Par Florent Pecchio
Vendeurs trop gourmands, acheteurs résignés qui acceptent des prix très élevés, ventes de biens en quelques jours à peine… plusieurs agents immobiliers racontent les excès du marché immobilier annécien.
Irrationnel. Incroyable. Qui dépasse l’entendement. Les mots et les adjectifs ne manquent pas, ces dernières années, pour décrire le marché de l’immobilier à Annecy, qui viennent à la bouche de quiconque cherche à se loger sur le bassin.
Pour mieux cerner certains excès dans cette course parfois effrénée au logement, dans ce territoire où la demande dépasse largement l’offre, l’Essor a demandé à plusieurs agents immobiliers du territoire de raconter leurs propres anecdotes pour décrire ces phénomènes.
« C’est délirant », raconte par exemple Guillaume Dupleix, agent immobilier spécialiste du bassin annécien, pour le compte de CLCV et d’Hestia. « Tous les biens que je rentre en ce moment, ils sont vendus en l’espace d’une semaine ou quinze jours. Et tout part au prix », insiste-t-il, ce qui signifie que les acheteurs ne prennent plus le risque de négocier un prix de vente, de peur d’être doublé par quelqu’un d’autre. « Un bien qui est bien situé, qui est proposé au bon prix, il part tout de suite, résume Guillaume Dupleix. Souvent dès la première visite ». Et d’après lui, « le marché locatif est encore plus fou ».
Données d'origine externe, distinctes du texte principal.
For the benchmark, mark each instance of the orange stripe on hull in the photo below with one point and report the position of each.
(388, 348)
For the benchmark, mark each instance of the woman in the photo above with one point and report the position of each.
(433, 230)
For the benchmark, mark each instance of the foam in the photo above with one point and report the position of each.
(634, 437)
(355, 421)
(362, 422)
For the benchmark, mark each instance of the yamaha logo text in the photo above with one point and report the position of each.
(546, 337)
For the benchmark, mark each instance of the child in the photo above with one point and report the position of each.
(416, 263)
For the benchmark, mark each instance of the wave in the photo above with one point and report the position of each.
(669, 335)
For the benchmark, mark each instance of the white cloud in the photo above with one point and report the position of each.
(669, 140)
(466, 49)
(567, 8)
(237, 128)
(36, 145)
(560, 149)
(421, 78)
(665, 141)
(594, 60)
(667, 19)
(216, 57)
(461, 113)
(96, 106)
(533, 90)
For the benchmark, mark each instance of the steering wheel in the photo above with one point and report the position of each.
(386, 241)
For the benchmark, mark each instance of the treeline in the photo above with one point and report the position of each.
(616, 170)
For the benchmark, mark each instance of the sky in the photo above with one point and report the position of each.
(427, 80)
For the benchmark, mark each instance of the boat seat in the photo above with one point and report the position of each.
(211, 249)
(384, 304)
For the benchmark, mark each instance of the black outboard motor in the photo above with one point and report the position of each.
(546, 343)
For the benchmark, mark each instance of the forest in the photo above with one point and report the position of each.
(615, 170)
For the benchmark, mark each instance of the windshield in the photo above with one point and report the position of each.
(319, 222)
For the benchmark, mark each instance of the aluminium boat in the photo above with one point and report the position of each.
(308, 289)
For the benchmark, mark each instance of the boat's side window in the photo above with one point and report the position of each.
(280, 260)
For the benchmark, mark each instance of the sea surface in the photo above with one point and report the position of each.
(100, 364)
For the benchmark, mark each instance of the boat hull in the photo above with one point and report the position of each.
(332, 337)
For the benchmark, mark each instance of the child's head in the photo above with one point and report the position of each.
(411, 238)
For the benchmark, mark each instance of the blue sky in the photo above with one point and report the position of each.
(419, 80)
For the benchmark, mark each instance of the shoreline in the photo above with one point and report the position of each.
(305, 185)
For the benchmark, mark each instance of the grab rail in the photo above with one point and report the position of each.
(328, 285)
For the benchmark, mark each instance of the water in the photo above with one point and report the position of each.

« En ce moment, les gens sont frileux à vendre, il y a relativement peu de biens sur le marché », estime Myriame Desandré, mandataire indépendante, pour le compte de LFB immobilier. Résultat : la tension est maximale du côté des acheteurs, qui doivent être réactifs et parfois peu regardants sur le niveau de prix proposé. Un cas typique s’est présenté dernièrement : « une villa traditionnelle proche d’Annecy, avec piscine, un peu de terrain, au prix du marché. J’ai été assaillie d’appels ! Et ça a commencé à peine l’annonce postée. » La maison s’est vendue en quelques jours. « Et ce phénomène est pire en bord de lac ou dans le Triangle d’or à Annecy », estime la professionnelle. D’après elle, « certaines annonces ne sortent même pas en ligne », elles sont fléchées vers des clients potentiels connus de l’agent immobilier, et qui sont parfois prêts à acheter « comptant » un appartement.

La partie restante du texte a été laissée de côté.